(3.1) "Automated claims adjudication system" means a preprogrammed computer system designed for the collection, data entry, calculation, and final resolution of property insurance claims used only for portable electronics as defined in paragraph (1) of subsection (d) of Code Section 33-23-12 which:
(10.1) "Limited subagent" means an individual licensed on behalf of a licensed agent pursuant to Code Section 33-23-12.
(Code 1981, §33-23-1, enacted by Ga. L. 1992, p. 2830, § 1; Ga. L. 1995, p. 1011, §§ 1, 2; Ga. L. 1999, p. 878, § 2; Ga. L. 2001, p. 925, § 1; Ga. L. 2008, p. 1076, § 1/SB 113; Ga. L. 2012, p. 1350, §§ 3, 4, 5/HB 1067; Ga. L. 2012, p. 1040, §§ 4, 5, 6/SB 203; Ga. L. 2014, p. 181, §§ 1, 2/HB 610.)
Law reviews.- For annual survey of real property law, see 68 Mercer L. Rev. 231 (2016).
JUDICIAL DECISIONS
Editor's notes.
- In light of the similarity of the statutory provisions, decisions under former Civil Code 1910, § 2443 and former Code 1933 §§ 56-501, 56-502, and 56-508 are included in the annotations for this Code section.
Constitutionality.
- Part of former Civil Code 1910, § 2443, defining who is an agent, was not unconstitutional because it impaired the obligation of contracts. Globe & Rutgers Fire Ins. Co. v. Walker, 150 Ga. 163, 103 S.E. 407 (1920) (decided under former Civil Code 1910, § 2443).

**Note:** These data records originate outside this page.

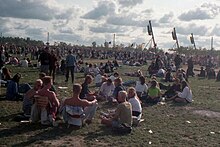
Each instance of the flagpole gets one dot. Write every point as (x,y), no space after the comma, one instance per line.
(155,45)
(193,41)
(177,42)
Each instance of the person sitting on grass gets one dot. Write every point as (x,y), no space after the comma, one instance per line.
(211,74)
(29,97)
(169,76)
(154,93)
(41,76)
(118,87)
(135,103)
(183,97)
(202,73)
(176,87)
(48,116)
(12,92)
(106,90)
(122,115)
(75,110)
(85,92)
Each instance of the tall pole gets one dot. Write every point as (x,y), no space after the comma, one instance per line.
(212,43)
(155,45)
(193,41)
(114,41)
(177,42)
(48,38)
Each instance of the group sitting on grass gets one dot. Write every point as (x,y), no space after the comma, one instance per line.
(40,103)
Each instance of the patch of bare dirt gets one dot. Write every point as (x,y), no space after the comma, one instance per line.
(74,141)
(207,113)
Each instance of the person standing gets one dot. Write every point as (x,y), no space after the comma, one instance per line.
(189,71)
(70,65)
(178,60)
(52,65)
(44,60)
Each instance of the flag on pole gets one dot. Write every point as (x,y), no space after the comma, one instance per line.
(149,29)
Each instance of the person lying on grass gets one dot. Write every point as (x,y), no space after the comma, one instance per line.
(75,110)
(122,115)
(47,115)
(183,97)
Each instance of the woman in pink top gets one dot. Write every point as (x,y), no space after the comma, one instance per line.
(53,101)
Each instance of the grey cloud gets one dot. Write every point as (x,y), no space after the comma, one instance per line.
(104,8)
(167,18)
(34,31)
(129,3)
(81,25)
(66,37)
(213,8)
(197,14)
(192,28)
(107,29)
(60,23)
(32,9)
(3,23)
(129,21)
(216,30)
(66,30)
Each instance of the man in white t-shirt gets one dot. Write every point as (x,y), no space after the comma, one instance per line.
(98,80)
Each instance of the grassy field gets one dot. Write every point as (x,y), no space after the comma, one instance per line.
(196,124)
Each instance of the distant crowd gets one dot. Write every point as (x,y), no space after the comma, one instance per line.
(40,102)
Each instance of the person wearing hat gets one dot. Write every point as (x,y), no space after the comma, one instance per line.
(75,110)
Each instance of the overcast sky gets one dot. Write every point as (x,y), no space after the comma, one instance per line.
(85,21)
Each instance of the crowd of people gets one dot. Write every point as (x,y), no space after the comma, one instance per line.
(41,103)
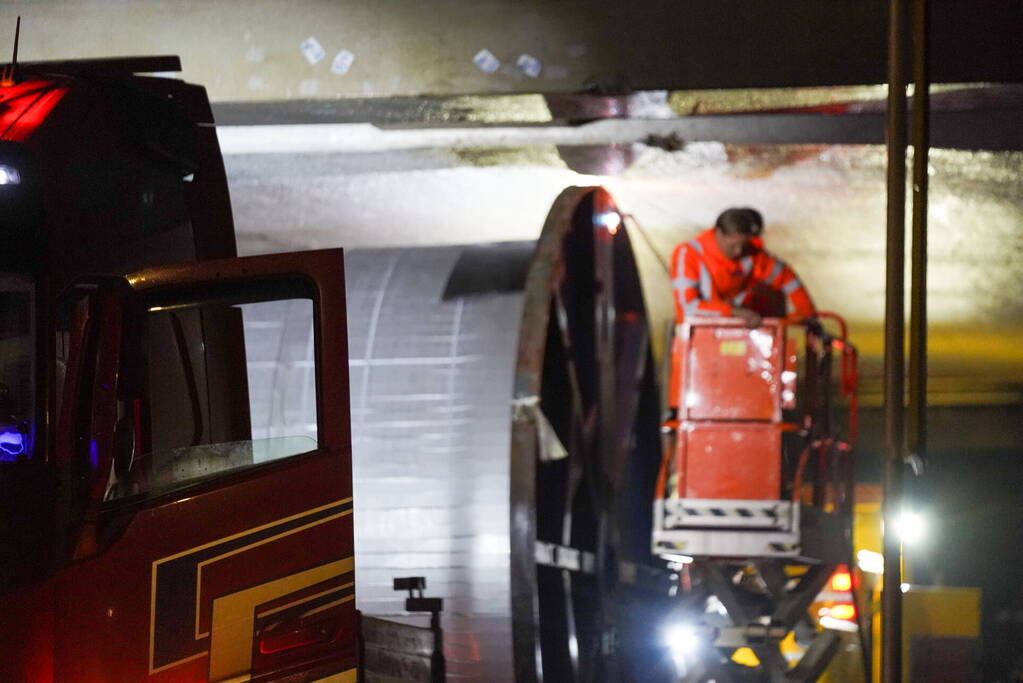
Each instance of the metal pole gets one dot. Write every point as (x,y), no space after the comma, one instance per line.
(918,268)
(891,599)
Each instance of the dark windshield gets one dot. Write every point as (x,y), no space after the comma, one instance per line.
(26,482)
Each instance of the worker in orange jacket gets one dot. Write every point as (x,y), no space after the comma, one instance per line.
(726,272)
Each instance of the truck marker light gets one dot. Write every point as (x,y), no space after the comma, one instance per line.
(842,582)
(11,445)
(9,175)
(611,220)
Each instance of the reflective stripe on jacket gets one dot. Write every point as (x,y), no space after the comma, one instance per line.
(707,282)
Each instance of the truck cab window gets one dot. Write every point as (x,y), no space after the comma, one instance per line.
(17,347)
(222,386)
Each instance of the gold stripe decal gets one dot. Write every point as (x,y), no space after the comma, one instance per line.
(234,617)
(349,676)
(175,605)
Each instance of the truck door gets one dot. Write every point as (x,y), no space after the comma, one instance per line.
(207,499)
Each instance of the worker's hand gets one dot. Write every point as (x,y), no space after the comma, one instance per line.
(751,318)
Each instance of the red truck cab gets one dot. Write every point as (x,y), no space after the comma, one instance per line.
(175,461)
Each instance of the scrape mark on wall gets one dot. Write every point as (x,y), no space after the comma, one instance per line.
(529,65)
(342,62)
(312,50)
(486,61)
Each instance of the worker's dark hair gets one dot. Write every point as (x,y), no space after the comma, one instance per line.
(744,221)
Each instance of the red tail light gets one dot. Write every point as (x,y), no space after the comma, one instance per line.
(298,636)
(843,610)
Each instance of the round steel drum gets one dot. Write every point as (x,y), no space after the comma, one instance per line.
(504,425)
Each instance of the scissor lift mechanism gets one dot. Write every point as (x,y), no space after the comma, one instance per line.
(758,560)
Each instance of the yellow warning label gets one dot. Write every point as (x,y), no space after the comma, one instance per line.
(734,348)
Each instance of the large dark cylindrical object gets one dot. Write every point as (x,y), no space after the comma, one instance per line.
(504,422)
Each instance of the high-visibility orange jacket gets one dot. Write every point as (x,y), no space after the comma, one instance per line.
(707,282)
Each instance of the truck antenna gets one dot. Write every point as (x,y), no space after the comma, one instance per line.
(9,76)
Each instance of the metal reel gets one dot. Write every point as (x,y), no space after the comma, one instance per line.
(584,458)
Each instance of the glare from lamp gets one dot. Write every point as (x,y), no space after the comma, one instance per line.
(611,220)
(871,561)
(682,639)
(910,527)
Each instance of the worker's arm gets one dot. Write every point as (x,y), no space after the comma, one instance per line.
(776,275)
(692,285)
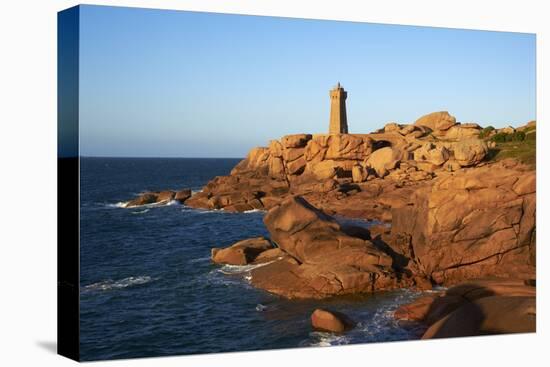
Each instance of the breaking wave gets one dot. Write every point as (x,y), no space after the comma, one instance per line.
(241,269)
(109,284)
(323,339)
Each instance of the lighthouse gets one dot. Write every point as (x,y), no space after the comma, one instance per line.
(338,119)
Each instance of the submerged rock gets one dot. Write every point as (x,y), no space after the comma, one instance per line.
(331,321)
(241,253)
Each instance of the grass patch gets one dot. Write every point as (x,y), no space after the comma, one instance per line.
(523,151)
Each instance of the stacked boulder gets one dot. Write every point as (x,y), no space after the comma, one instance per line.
(301,163)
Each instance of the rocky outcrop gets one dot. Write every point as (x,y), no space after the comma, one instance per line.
(331,321)
(243,252)
(306,164)
(479,307)
(437,121)
(323,260)
(159,197)
(471,224)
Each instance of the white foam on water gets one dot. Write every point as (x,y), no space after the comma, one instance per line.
(240,269)
(173,202)
(199,260)
(109,284)
(141,211)
(120,204)
(253,211)
(322,339)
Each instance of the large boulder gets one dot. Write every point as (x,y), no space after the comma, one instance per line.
(432,153)
(471,225)
(295,141)
(479,307)
(487,316)
(331,321)
(165,196)
(323,260)
(382,160)
(339,147)
(323,170)
(183,195)
(359,173)
(469,152)
(437,121)
(256,160)
(460,132)
(142,199)
(242,252)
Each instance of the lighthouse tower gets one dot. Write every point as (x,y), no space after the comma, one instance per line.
(338,119)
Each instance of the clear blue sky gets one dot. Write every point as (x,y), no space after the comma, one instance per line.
(170,83)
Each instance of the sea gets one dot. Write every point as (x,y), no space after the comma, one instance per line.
(148,287)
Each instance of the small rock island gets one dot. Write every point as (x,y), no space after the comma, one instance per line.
(454,205)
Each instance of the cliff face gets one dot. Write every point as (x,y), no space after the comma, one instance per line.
(455,213)
(340,165)
(478,223)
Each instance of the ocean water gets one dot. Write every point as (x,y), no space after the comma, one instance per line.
(148,287)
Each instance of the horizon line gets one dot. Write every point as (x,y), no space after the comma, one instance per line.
(156,157)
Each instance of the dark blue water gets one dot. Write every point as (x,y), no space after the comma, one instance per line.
(148,287)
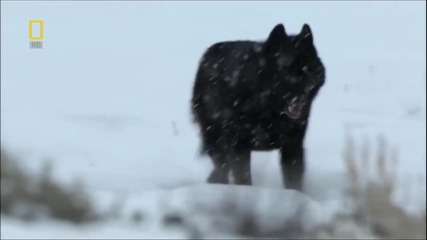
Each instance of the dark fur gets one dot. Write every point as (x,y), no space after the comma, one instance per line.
(257,96)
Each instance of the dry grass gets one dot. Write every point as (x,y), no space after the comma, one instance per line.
(32,197)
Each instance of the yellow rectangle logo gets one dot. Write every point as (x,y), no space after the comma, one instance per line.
(40,35)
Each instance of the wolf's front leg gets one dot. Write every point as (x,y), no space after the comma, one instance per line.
(292,165)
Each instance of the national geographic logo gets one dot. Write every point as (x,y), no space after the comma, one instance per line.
(36,34)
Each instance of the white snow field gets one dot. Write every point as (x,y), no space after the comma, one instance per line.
(108,99)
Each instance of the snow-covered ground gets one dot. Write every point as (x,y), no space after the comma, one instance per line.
(108,99)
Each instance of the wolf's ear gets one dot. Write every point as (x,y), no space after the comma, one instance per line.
(306,36)
(277,36)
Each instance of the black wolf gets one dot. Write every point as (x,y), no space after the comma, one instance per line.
(256,96)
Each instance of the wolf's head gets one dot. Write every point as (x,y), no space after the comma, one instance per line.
(294,71)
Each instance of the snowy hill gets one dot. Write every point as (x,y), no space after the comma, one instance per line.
(107,99)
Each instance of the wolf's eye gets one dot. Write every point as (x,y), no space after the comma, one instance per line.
(304,69)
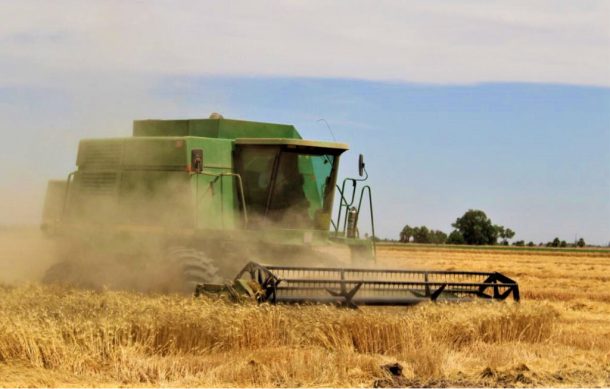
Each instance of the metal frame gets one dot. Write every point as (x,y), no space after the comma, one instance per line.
(353,287)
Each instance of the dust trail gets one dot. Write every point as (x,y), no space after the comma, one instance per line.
(25,254)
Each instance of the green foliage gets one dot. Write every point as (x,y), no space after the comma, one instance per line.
(422,235)
(437,237)
(406,234)
(477,228)
(456,237)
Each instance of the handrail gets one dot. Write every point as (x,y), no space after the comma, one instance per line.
(66,194)
(368,190)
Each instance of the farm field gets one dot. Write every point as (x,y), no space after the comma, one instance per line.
(559,335)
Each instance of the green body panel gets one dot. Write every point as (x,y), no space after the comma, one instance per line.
(214,128)
(144,188)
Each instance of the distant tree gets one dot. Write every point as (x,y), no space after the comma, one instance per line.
(421,234)
(406,234)
(455,237)
(437,237)
(504,233)
(555,242)
(477,228)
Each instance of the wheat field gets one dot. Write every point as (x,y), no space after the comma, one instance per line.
(559,335)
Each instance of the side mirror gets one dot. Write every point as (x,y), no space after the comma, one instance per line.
(361,165)
(196,160)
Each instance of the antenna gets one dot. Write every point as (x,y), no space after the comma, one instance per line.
(328,126)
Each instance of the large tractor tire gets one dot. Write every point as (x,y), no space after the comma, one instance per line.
(193,268)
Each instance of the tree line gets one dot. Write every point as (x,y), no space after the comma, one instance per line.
(473,228)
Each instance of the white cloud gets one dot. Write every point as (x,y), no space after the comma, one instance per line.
(417,41)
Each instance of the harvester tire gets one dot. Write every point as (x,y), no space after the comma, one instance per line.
(194,267)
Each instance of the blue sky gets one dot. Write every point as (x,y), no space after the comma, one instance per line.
(499,106)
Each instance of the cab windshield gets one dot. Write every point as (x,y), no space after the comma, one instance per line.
(287,187)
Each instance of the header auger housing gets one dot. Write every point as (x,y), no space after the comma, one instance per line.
(191,202)
(354,287)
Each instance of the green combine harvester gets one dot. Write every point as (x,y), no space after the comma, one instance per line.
(184,205)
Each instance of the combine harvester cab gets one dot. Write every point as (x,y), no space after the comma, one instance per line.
(197,200)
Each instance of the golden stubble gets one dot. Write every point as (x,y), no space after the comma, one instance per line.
(57,336)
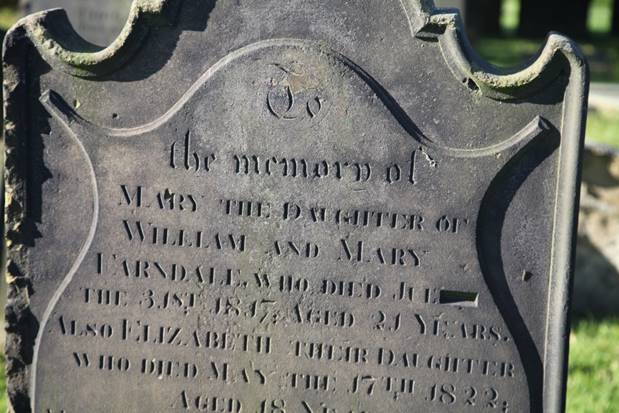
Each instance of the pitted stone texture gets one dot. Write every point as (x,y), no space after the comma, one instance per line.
(288,206)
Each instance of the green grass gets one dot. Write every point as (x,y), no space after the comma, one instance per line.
(8,16)
(509,52)
(593,385)
(603,127)
(600,16)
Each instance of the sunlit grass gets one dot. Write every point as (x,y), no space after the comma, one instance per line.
(8,16)
(600,16)
(593,385)
(603,127)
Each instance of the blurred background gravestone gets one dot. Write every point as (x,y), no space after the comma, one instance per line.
(98,21)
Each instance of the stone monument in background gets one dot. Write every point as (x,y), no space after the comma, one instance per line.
(98,21)
(284,206)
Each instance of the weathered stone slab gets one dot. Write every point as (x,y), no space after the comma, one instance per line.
(453,4)
(300,206)
(98,21)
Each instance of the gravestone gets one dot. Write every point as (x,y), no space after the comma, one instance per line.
(98,21)
(287,206)
(453,4)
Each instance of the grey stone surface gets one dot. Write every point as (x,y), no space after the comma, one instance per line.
(287,206)
(98,21)
(453,4)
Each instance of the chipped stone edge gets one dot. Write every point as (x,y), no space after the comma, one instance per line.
(559,54)
(559,57)
(35,33)
(18,321)
(72,54)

Person authorized to solicit applications is "agent."
- Person who had no authority to make, alter, vary, or discharge any policy contract, but was a soliciting or special agent with authority to solicit applications for insurance and to offer all such applications to the company, was an agent of the insurance company. Travelers Ins. Co. v. Harrington, 75 Ga. App. 759, 44 S.E.2d 457 (1947) (decided under former Code 1933, § 56-502).
Corporation may not be agent.
- There is no decision which has construed the word "individual" as used in defining agent to include a corporation. Robinson v. Franwylie, Inc., 145 Ga. App. 507, 244 S.E.2d 73 (1978) (decided under former Code 1933, § 56-801).
Bankruptcy debtors who administered employment benefit plans were fiduciaries for purposes of nondischargeability of debts to the plans under 11 U.S.C. § 523(a)(4) as licensed insurance agents since O.C.G.A. § 33-23-35(b) created an express statutory trust, and the debtors' administration of the plans through a corporation did not abrogate the debtors' fiduciary status as individuals under O.C.G.A. § 33-23-1. Nat'l Air Traffic Controllers Assoc. v. Davenport (In re Davenport), Bankr. (Bankr. N.D. Ga. Sept. 6, 2007).
Employer obtaining group insurance is insurer's agent in effectuating policy.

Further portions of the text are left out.